Indeed, the squad’s historic win has been quite overshadowed in the Facebook group “Philippines Football League Fans United” as most posts in the group revolved around discussing the monicker, or whether or not fans want it changed.
And Nierras wants more attention given to the more relevant storylines. Given that regardless of the result against Australia, the Filipinas have a great chance of advancing to the quarterfinals, putting them just win away from the 2023 FIFA Women’s World Cup.
“If we tie or beat Indonesia, that’s it, we’re in (quarterfinals). Our chances are very good. What people should focus on is on that. Not the name. Monickers are just nicknames to just give it more flavor, some appeal. But (Malditas) really mean the attitude of players,” the mentor added.
“If they wanted to do that (change), they would have done that a long time ago.

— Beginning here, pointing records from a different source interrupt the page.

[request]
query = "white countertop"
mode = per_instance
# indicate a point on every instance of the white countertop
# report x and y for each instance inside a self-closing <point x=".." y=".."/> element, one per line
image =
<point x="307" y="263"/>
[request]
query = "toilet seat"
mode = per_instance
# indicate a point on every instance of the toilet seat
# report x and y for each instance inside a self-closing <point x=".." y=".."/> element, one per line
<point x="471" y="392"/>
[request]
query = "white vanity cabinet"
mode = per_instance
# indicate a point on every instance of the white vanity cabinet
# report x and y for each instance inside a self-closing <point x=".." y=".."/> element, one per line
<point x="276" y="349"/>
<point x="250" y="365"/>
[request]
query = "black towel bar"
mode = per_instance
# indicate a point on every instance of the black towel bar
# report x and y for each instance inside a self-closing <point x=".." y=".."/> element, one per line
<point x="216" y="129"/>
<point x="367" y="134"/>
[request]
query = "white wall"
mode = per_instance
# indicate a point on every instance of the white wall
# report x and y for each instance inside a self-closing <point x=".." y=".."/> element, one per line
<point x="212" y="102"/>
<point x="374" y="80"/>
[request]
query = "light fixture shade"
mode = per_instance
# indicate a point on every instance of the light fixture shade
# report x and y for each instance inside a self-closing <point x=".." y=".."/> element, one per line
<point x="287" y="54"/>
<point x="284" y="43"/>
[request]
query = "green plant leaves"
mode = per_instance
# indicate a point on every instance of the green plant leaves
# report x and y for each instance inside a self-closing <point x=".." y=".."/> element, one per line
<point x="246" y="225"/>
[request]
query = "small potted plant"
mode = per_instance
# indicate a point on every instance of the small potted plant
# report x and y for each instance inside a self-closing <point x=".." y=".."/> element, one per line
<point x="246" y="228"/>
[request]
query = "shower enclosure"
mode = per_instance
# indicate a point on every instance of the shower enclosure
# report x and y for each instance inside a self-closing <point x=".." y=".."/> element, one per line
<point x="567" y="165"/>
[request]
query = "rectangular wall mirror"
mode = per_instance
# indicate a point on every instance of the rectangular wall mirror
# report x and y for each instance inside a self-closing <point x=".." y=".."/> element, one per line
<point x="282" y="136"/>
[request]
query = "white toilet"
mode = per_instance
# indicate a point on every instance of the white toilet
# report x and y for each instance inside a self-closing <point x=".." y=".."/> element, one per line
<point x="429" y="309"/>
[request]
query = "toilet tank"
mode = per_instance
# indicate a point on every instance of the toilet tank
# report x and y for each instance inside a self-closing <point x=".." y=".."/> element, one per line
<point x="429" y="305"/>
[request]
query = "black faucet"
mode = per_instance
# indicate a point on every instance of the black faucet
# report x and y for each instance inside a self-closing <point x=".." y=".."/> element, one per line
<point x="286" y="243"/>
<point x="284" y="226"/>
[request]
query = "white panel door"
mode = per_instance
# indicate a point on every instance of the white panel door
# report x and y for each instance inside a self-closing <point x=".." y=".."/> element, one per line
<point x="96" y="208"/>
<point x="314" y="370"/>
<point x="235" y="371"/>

Whoever came up with that, I don’t think I have to say who started all this intrigue … well, it evolves. The connotation of something evolves into something which is good.”
The national team’s win over Thailand on Friday ended a 12-match losing streak against its Southeast Asian counterparts, setting up a giant possibility of progressing to the world stage in the days to come.

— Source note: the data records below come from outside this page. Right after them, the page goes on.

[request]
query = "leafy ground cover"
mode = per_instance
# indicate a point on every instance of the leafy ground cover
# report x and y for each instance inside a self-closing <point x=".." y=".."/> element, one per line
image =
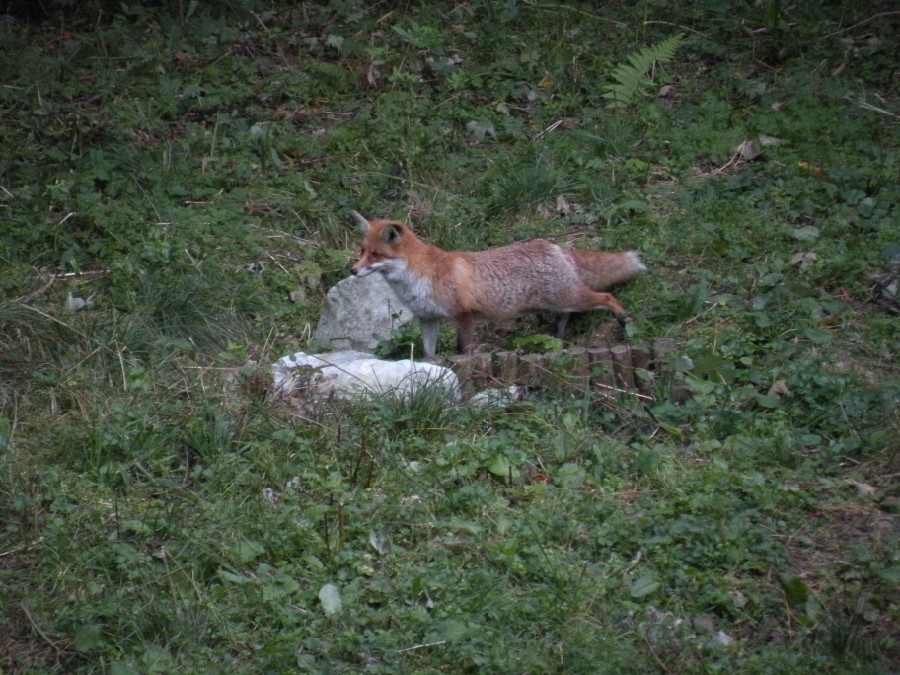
<point x="175" y="185"/>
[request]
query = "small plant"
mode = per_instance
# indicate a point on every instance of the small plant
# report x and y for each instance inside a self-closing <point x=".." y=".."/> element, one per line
<point x="633" y="76"/>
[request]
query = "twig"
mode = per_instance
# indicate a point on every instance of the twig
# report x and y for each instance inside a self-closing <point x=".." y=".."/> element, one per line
<point x="33" y="621"/>
<point x="422" y="646"/>
<point x="868" y="106"/>
<point x="677" y="25"/>
<point x="857" y="25"/>
<point x="54" y="320"/>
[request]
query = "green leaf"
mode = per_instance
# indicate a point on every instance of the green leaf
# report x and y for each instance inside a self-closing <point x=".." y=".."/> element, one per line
<point x="500" y="466"/>
<point x="766" y="401"/>
<point x="88" y="638"/>
<point x="805" y="233"/>
<point x="232" y="577"/>
<point x="247" y="551"/>
<point x="795" y="589"/>
<point x="330" y="597"/>
<point x="816" y="336"/>
<point x="644" y="586"/>
<point x="570" y="476"/>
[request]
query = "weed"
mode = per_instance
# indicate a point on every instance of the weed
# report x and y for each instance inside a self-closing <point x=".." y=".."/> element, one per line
<point x="173" y="188"/>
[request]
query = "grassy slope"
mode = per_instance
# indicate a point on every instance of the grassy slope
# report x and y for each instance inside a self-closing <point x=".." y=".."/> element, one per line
<point x="158" y="515"/>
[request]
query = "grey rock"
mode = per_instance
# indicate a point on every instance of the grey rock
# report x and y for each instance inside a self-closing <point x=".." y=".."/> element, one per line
<point x="358" y="312"/>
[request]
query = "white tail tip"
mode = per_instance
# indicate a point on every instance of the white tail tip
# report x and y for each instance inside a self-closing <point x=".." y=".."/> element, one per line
<point x="635" y="259"/>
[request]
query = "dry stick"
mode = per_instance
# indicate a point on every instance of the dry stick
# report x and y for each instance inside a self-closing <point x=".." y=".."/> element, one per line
<point x="54" y="320"/>
<point x="422" y="646"/>
<point x="33" y="621"/>
<point x="857" y="25"/>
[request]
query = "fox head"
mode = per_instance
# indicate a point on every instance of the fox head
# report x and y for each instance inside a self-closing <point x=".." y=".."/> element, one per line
<point x="379" y="248"/>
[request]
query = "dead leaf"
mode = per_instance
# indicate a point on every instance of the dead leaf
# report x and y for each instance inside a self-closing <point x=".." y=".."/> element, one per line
<point x="862" y="489"/>
<point x="372" y="76"/>
<point x="747" y="151"/>
<point x="804" y="259"/>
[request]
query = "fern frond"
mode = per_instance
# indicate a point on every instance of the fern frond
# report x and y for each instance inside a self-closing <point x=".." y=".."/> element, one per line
<point x="631" y="76"/>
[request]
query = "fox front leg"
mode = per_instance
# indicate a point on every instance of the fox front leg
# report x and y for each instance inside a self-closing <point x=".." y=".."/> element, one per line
<point x="429" y="336"/>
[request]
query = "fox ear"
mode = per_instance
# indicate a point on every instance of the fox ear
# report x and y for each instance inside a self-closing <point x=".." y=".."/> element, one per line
<point x="392" y="234"/>
<point x="362" y="222"/>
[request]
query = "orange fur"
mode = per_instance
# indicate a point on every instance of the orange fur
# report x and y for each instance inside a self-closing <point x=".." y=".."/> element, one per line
<point x="493" y="284"/>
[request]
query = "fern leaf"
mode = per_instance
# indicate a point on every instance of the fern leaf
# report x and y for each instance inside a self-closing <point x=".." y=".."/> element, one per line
<point x="632" y="75"/>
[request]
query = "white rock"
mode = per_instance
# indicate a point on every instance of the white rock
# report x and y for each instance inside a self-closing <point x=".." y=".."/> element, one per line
<point x="348" y="374"/>
<point x="358" y="308"/>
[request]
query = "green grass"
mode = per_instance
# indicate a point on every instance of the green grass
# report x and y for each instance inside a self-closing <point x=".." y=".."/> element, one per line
<point x="189" y="171"/>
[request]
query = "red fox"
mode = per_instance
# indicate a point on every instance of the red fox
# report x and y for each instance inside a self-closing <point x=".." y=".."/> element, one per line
<point x="494" y="284"/>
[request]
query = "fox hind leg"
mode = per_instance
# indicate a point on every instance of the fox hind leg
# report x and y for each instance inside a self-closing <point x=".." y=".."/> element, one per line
<point x="562" y="323"/>
<point x="429" y="336"/>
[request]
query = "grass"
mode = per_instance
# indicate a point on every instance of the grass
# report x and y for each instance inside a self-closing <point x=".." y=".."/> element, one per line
<point x="189" y="173"/>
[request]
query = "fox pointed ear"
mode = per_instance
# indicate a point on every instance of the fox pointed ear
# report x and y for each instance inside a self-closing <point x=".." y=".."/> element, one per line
<point x="361" y="221"/>
<point x="392" y="234"/>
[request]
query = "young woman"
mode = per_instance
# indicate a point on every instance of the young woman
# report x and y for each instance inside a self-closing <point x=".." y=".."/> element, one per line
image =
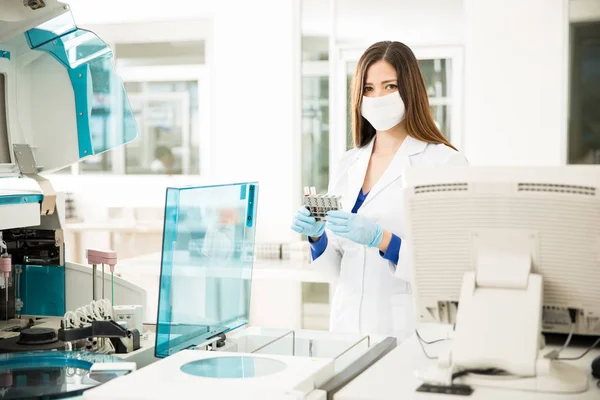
<point x="365" y="244"/>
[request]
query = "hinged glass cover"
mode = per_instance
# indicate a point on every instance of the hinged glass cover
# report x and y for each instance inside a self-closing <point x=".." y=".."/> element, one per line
<point x="207" y="259"/>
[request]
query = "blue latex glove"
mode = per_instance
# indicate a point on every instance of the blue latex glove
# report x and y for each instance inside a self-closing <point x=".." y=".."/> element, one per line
<point x="355" y="227"/>
<point x="307" y="225"/>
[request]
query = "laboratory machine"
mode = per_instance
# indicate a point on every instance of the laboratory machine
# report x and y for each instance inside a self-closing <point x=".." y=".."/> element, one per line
<point x="202" y="339"/>
<point x="507" y="255"/>
<point x="64" y="327"/>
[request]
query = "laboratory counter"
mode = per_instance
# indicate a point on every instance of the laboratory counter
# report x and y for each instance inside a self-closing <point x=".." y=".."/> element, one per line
<point x="395" y="375"/>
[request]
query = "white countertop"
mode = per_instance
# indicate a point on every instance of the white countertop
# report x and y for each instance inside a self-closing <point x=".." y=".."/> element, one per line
<point x="393" y="377"/>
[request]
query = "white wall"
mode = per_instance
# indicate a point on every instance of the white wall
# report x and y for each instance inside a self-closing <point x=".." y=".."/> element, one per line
<point x="584" y="10"/>
<point x="127" y="11"/>
<point x="422" y="22"/>
<point x="254" y="72"/>
<point x="516" y="82"/>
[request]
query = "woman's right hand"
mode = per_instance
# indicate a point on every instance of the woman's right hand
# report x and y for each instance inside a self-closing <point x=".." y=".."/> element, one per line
<point x="307" y="225"/>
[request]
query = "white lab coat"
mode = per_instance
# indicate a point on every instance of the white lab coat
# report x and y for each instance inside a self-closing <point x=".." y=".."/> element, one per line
<point x="372" y="295"/>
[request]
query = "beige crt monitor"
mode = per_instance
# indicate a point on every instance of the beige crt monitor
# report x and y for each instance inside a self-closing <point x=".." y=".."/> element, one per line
<point x="460" y="216"/>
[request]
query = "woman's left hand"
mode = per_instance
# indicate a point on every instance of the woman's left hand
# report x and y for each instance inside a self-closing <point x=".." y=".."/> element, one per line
<point x="355" y="227"/>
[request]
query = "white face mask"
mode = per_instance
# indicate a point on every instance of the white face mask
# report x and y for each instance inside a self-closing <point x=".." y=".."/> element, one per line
<point x="383" y="112"/>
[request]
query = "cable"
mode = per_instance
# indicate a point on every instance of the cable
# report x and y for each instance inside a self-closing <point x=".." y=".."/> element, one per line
<point x="553" y="355"/>
<point x="426" y="342"/>
<point x="579" y="357"/>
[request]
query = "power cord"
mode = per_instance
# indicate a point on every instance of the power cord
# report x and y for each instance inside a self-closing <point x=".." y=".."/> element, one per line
<point x="579" y="357"/>
<point x="486" y="371"/>
<point x="553" y="355"/>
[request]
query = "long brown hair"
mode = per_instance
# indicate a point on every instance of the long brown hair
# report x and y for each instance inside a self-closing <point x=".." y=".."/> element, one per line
<point x="411" y="85"/>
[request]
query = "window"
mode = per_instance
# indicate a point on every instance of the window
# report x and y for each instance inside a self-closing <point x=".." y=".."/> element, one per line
<point x="584" y="125"/>
<point x="315" y="113"/>
<point x="163" y="82"/>
<point x="166" y="114"/>
<point x="4" y="147"/>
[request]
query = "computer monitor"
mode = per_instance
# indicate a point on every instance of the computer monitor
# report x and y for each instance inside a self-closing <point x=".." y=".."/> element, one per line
<point x="460" y="216"/>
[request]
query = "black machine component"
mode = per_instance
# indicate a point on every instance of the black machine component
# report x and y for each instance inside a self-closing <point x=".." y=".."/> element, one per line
<point x="458" y="390"/>
<point x="31" y="339"/>
<point x="123" y="340"/>
<point x="34" y="4"/>
<point x="596" y="367"/>
<point x="32" y="247"/>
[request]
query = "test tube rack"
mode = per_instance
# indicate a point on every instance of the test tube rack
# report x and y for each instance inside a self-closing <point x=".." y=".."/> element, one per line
<point x="319" y="204"/>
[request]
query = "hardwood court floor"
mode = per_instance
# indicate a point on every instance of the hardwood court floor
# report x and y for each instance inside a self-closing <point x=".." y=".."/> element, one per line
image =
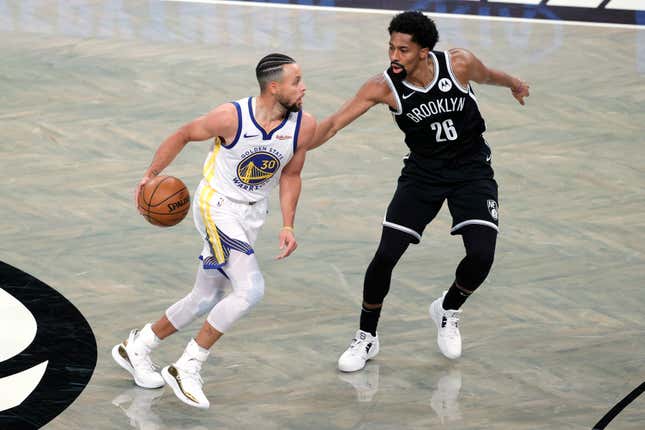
<point x="553" y="339"/>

“Right now, the attention we are getting is good. That’s what we need. I’m telling you, this year, you will see more Filipinas playing in professional leagues in Asia,” Nierras said, mentioning countries like South Korea, Australia, Hong Kong, and Taiwan as potential destinations for Filipina footballers.

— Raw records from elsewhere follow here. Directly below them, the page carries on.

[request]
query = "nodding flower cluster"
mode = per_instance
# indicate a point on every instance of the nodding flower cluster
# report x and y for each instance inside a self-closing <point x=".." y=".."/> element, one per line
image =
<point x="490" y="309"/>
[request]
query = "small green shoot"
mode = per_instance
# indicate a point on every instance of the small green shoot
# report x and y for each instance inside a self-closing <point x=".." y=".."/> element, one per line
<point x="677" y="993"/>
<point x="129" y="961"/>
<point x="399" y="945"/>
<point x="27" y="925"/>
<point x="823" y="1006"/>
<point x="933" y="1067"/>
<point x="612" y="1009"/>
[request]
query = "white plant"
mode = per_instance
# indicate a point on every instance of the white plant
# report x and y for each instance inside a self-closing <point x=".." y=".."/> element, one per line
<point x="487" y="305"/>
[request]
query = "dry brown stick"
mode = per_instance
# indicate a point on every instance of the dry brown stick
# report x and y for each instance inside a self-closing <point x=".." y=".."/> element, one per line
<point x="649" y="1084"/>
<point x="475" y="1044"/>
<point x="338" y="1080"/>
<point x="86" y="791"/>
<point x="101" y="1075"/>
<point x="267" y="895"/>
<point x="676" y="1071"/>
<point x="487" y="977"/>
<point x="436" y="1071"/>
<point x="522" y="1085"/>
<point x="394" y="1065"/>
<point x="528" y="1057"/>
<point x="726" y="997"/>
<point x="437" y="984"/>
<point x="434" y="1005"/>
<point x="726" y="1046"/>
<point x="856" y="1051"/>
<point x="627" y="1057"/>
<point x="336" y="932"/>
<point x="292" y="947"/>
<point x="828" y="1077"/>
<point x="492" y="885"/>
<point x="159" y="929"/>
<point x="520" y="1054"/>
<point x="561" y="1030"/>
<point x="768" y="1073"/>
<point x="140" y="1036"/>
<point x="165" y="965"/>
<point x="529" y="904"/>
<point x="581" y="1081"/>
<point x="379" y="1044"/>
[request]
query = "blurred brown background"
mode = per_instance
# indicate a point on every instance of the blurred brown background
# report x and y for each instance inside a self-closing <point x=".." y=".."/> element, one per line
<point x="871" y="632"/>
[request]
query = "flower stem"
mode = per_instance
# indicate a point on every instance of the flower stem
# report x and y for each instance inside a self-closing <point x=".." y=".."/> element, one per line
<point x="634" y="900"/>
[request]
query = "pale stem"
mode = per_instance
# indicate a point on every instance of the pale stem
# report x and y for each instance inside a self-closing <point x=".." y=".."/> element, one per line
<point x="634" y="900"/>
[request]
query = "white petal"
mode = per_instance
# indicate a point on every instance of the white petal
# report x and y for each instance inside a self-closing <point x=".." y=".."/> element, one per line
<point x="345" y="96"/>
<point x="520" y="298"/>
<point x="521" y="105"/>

Lastly, Nierras hopes that the great showing by the national team in the past few years would also serve as an inspiration for the entire Philippine sports community, including decision makers, to develop local women’s football even more.
“Let the girls have their glory. They deserve it,” he closed. “Focus on what the team has been able to do, not the name. That flag on the jersey is the most important thing and that’s what fully represents us. Not the nickname, not the monicker. It represents the attitude of the players we have. We have to give them their due. Whatever name you want to call them, it doesn’t matter. Team Philippines, that’s not gonna change. That’s what we need to do. We do not have to worry about the name.”